A 2024 federal appeals court ruling highlights the importance of accounting for an employee’s approved Family Medical Leave Act (FMLA) leave when conducting performance evaluations.
In Wayland v. OSF Healthcare System, Marianne Wayland argued that her former employer, OSF Healthcare, breached her rights under the FMLA and unjustly fired her because it declined to adjust her performance expectations while she was on FMLA leave and working fewer hours.
Specifically, Wayland claimed that despite her leave, her work deadlines remained intact, and her responsibilities increased as if she was working full-time. Furthermore, she alleged that OSF required her to meet specific goals with the assistance of a mentor, which she did not receive. Upon Wayland’s return to work, OSF implemented a performance improvement plan (PIP) for her and eventually terminated her, citing lack of performance.

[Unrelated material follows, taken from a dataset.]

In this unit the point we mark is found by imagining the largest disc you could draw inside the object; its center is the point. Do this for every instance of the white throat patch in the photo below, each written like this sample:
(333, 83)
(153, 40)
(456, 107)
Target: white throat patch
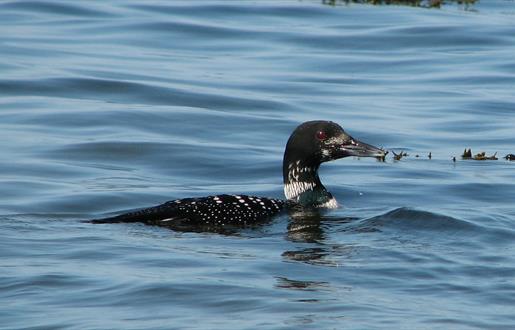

After the lower court sided with OSF, finding that it justifiably terminated Wayland for her performance, she appealed. In an about-face move, the 7th Circuit Court of Appeals found a causal connection between Wayland’s leave and her termination, particularly because OSF instituted a PIP for Wayland a month after she returned.
The appeals court vacated the lower court’s decision and remanded the case for trial so that a jury could decide OSF’s motivations.
The FMLA states that an employer may not terminate an employee for falling short of performance expectations that aren’t modified to account for the employee’s leave. Any such action may be considered retaliation or unlawful interference.